Halofuginone inhibits neointimal formation of cultured rat aorta in a concentration-dependent fashion in vitro.

Halofuginone, an anticoccidial quinoazolinone, can specifically inhibit collagen type alpha1 (I) synthesis and gene expression, and also inhibits cultured smooth muscle cell proliferation. The aim of this study was to investigate the effect of halofuginone on neointimal formation of rat aorta after culture in a concentration-dependent manner in vitro. Thoracic aorta of Wistar rats was removed and manipulated to damage the endothelium under sterile conditions, and culture for 15 days in halofuginone-free or halofuginone-added culture medium (n = 20). Segments of cultured aorta were studied by histologic and immunohistochemical methods.
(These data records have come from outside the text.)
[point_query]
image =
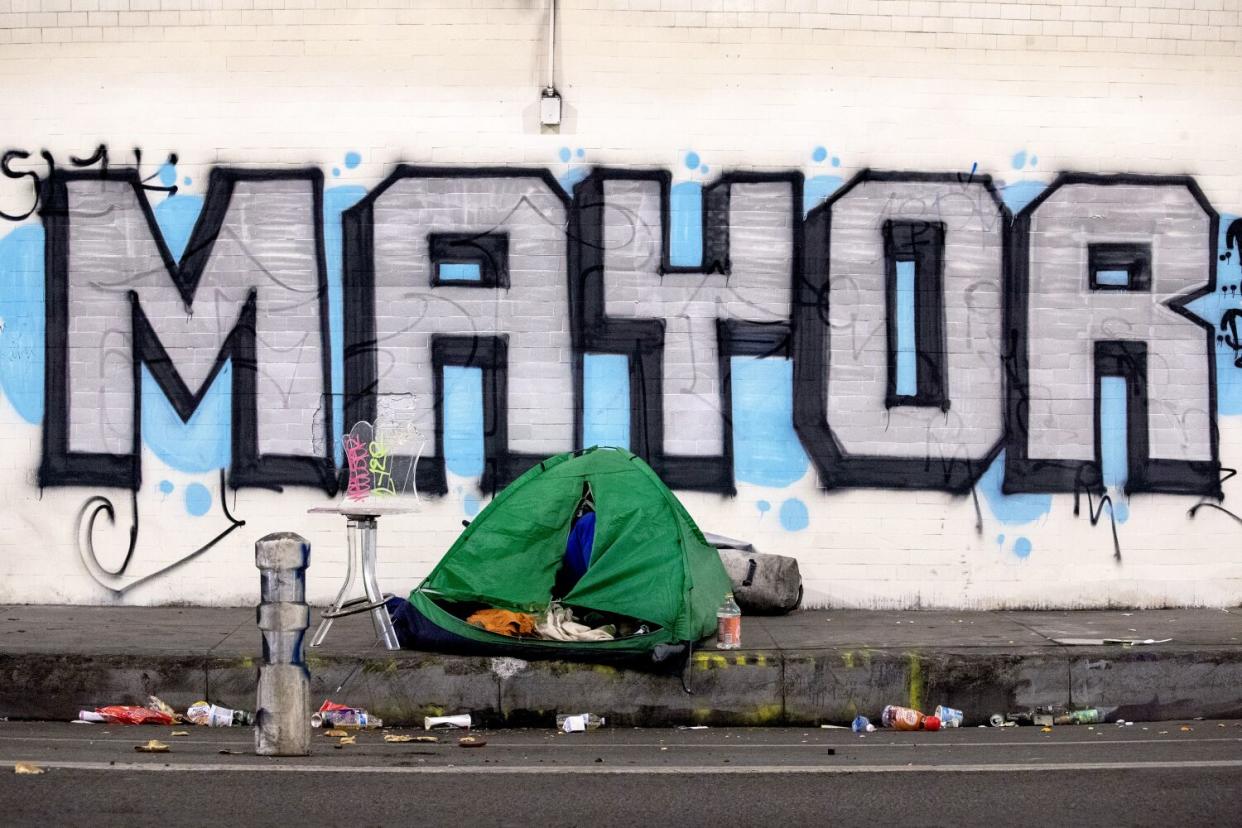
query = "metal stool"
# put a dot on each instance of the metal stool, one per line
(360, 530)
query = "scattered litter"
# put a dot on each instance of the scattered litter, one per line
(200, 713)
(339, 715)
(949, 716)
(590, 721)
(902, 718)
(1103, 642)
(152, 746)
(128, 714)
(461, 720)
(157, 704)
(1084, 716)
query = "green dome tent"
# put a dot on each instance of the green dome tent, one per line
(648, 561)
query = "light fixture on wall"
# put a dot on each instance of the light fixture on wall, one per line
(549, 101)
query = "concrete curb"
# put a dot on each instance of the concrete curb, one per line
(754, 687)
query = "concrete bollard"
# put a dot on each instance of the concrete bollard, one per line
(282, 725)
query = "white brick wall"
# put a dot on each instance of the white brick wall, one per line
(748, 85)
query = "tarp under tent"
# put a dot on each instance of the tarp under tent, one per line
(650, 567)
Proliferation of neointimal layers consisting of loose multilayer cellular structure was observed in the halofuginone-free control group after 15 days of rat aorta culture, and neointimal formation was significantly decreased as an increasing concentration of halofuginone was added. As with precultured fresh aorta, no intimal proliferation was observed in the cultured segments of aorta with 500 ng/ml halofuginone added to culture medium. The proliferation of cell nuclear antigen index was significantly higher in the halofuginone-free control group than that in the halofuginone-added groups. The present results suggest that halofuginone can inhibit neointimal formation of rat aorta after culture in a concentration-dependent fashion in vitro.